Como toda cerimonia do Oscar, a deste ano teve coisas boas e coisas nem tão boas. Inicio dizendo que acho que faltou ousadia a direção do espetáculo. A ideia da abertura com uma das canções indicadas, foi excelente e Justin Timberlake entrando teatro a dentro cantando e bailando ao som de CAN’T STOP THE FEELING prometia um Oscar mais dinâmico.

Parou por aí. Achei o espetáculo arrastado e longo demais.

Os truques para disfarçar a inevitável duração não funcionaram.

Jimmy Kimmel foi burocrático, contido e medroso. Sua melhor atuação foi na falsa briga com Matt Damon.

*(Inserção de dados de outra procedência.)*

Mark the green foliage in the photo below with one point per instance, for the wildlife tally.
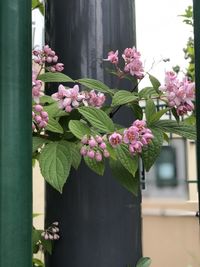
(54, 77)
(151, 152)
(123, 97)
(79, 129)
(95, 85)
(55, 163)
(95, 166)
(98, 119)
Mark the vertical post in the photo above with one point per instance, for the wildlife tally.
(15, 134)
(196, 8)
(100, 221)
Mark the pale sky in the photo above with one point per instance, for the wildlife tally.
(160, 33)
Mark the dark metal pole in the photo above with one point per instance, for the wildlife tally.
(99, 220)
(196, 8)
(15, 134)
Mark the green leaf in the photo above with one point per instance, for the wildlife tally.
(150, 110)
(151, 152)
(54, 111)
(98, 118)
(144, 262)
(54, 77)
(79, 129)
(95, 85)
(127, 160)
(54, 126)
(46, 99)
(147, 92)
(155, 83)
(95, 166)
(37, 263)
(37, 143)
(156, 116)
(184, 130)
(76, 156)
(55, 163)
(138, 112)
(124, 177)
(123, 97)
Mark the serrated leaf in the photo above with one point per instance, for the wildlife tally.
(147, 92)
(96, 166)
(123, 97)
(144, 262)
(124, 177)
(54, 126)
(76, 156)
(95, 85)
(151, 152)
(155, 83)
(98, 118)
(37, 143)
(150, 110)
(79, 129)
(184, 130)
(55, 163)
(156, 116)
(127, 160)
(54, 77)
(54, 111)
(138, 112)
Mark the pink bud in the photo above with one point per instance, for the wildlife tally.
(38, 118)
(106, 153)
(91, 154)
(98, 156)
(83, 151)
(102, 145)
(92, 142)
(38, 108)
(44, 114)
(49, 59)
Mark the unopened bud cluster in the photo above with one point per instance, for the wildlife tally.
(39, 118)
(51, 233)
(70, 98)
(94, 147)
(133, 64)
(179, 93)
(47, 55)
(136, 137)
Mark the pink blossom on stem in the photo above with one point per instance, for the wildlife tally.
(115, 139)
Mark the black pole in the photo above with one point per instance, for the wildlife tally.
(196, 8)
(15, 134)
(100, 221)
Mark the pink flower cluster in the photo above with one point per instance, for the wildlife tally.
(40, 117)
(94, 147)
(133, 63)
(51, 233)
(37, 90)
(70, 98)
(136, 137)
(47, 55)
(179, 93)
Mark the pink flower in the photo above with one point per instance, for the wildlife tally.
(113, 57)
(180, 94)
(115, 139)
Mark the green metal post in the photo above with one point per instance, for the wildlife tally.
(15, 134)
(196, 8)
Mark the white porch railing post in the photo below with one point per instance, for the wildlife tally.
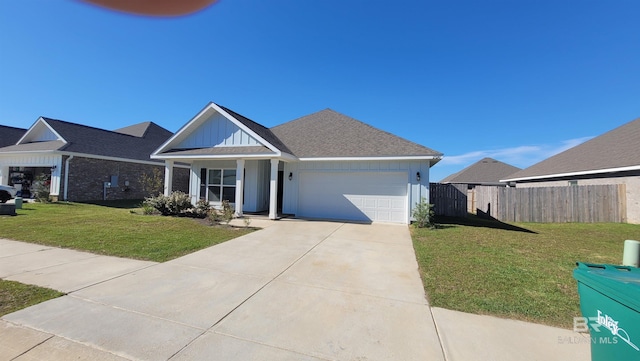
(273, 190)
(239, 186)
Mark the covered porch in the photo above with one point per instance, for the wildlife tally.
(250, 185)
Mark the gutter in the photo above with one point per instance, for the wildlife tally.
(569, 174)
(66, 176)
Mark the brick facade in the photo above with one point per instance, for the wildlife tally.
(88, 175)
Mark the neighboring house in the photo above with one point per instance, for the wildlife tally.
(485, 172)
(611, 158)
(10, 135)
(84, 163)
(324, 165)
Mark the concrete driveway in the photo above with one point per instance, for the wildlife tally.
(297, 290)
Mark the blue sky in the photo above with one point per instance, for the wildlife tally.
(516, 80)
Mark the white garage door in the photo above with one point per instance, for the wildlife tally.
(358, 196)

As grandes estrelas de Hollywood estavam ausentes. Fora os indicados e os apresentadores (praticamente os premiados do ano passado e um ou outro que esta promovendo seu filme novo), diretores (Spielberg, Clint Eastwood, Tarantino), atores (Tom Hanks, Harrison Ford, John Travolta, Michael Douglas) e atrizes de peso (Julia Roberts, Jennifer Lawrence, Cate Blanchett) não foram ao Oscar.

A melhor nota da noite foi, sem duvida, ver que o cinema segue sua trilha de inclusão, pluralidade e diversidade. Nunca um Oscar foi tão multicultural, multirracial, internacional e com visões tão diversas do que seja a vida.

Na minha opinião, o fato de oito dos nove indicados para melhor filme serem independentes e de orçamentos pequenos, também reflete o atual momento em que as melhores produções, roteiros e atores estão em series de produtoras de TV e streaming, como NETFLIX, AMAZON, HBO, TNT. Tivemos este ano no Oscar, o primeiro filme indicado produzido pela Amazon (MANCHESTER A BEIRA MAR), o que deve aumentar bastante nos próximos anos.

Também achei os números musicais bem feitos, mas contidos, sem grandes produções, o que reforçou uma ideia de contenção de custos.

Por fim, a trapalhada da divulgação do Prêmio de Melhor Filme, vai ficar na antologia dos piores momentos. Claramente Warren Beatty recebeu o envelope errado (aparentemente o envelope duplo do premio de melhor atriz). Mas este tipo de erro não pode acontecer em um show deste tamanho.

Balanço final: MOONLIGHT mereceu os prêmios que ganhou, porque realmente é um filme muito bom; LA LA LAND segue sendo meu favorito este ano e ganhou bem seus seis Oscars; MANCHESTER saiu com 3 grandes prêmios, todos justíssimos. E Lady Viola foi reconhecida por seu imenso talento.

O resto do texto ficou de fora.